Нижегородцы откликнулись на призыв первосвятителя. Собранное ополчение возглавил князь Димитрий Пожарский. Присоединившиеся к ополчению казанские дружины принесли с собой список с Казанской чудотворной иконы, которую в Ярославле передали князю Димитрию с верой, что Пресвятая Богородица возьмёт ополчение под Своё покровительство. В осеннюю непогоду двинулось наше воинство на штурм Москвы.

Огромные трудности испытывали русские войска: внутреннюю вражду, недостаток оружия и продовольствия. Завоеватели разоряли наши дома, глумились над нашими святынями. Тогда большинство русских поняли, что Бог попускает эту скорбь за грех богоотступничества; народ осознал, что любые несчастья в Отечестве происходят только потому, что каждый из нас грешит. Причина несчастья страны, беды государства — в грехе каждого. И тогда весь народ и войско, пришедшее из Казани под водительством князя Димитрия Михайловича Пожарского и купца новгородского Космы Миныча Сухорука, наложили на себя строгий пост во искупление личных грехов и грехов всего народа.

И вот после молебна пред чудотворным образом Казанской Божией Матери и трёхдневного поста, которым постился весь народ, Господь изменил Свою волю о нашей стране. В осажденном Кремле находился в то время в плену прибывший из Греции, тяжело больной от потрясений и переживаний, архиепископ Элассонский Арсений (впоследствии архиепископ Суздальский). Ночью келья святителя Арсения вдруг озарилась Божественным светом, он увидел преподобного Сергия Радонежского, который сказал: «Арсений, наши молитвы услышаны; предстательством Богородицы суд Божий об Отечестве преложен на милость; заутра Москва будет в руках осаждающих и Россия спасена».

Как бы в подтверждение истинности пророчества архиепископ получил исцеление от болезни. Святитель послал известие об этом радостном событии русским воинам. На следующий день, 22 октября (4 ноября по новому стилю) 1612 года русские войска, воодушевлённые видением, одержали крупную победу и взяли Китай-город, а через два дня — Кремль.

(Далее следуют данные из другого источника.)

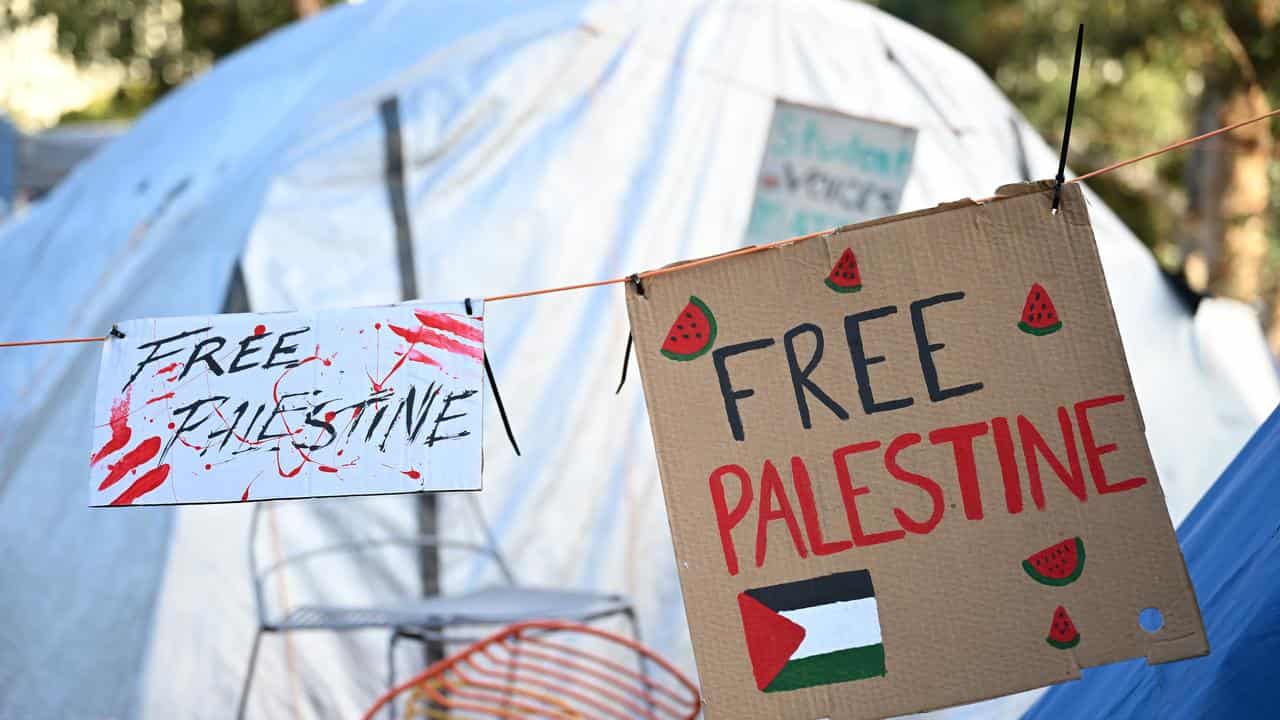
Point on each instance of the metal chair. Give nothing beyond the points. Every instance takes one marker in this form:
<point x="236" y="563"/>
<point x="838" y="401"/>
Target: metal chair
<point x="547" y="669"/>
<point x="426" y="619"/>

В воскресенье, 25 октября, русские дружины торжественно, с Крестным ходом, пошли в Кремль, неся Казанскую икону. На Лобном месте Крестный ход был встречен вышедшим из Кремля архиепископом Арсением, который нёс Владимирскую икону Богородицы, сохранённую им в плену. Потрясённый свершившейся встречей двух чудотворных икон Богородицы, народ со слезами молился Небесной Заступнице.

После изгнания поляков из Москвы князь Димитрий Пожарский, по данным Никоновской летописи, поставил святую Казанскую икону в своей приходской церкви Введения во храм Пресвятой Богородицы, на Лубянке в Москве. Позже иждивением князя-патриота на Красной площади был воздвигнут Казанский собор. Казанская икона, бывшая в войсках Пожарского, в 1636 году была перенесена в новый храм. Ныне этот святой образ находится в Богоявленском Патриаршем соборе столицы.

В память об освобождении Москвы от поляков установлено было совершать в этот день особое празднование в честь Казанской иконы Божией Матери, находившейся в ополчении и ставшей его главным символом. Сначала это был лишь московский праздник, а с 1649 года он стал всероссийским.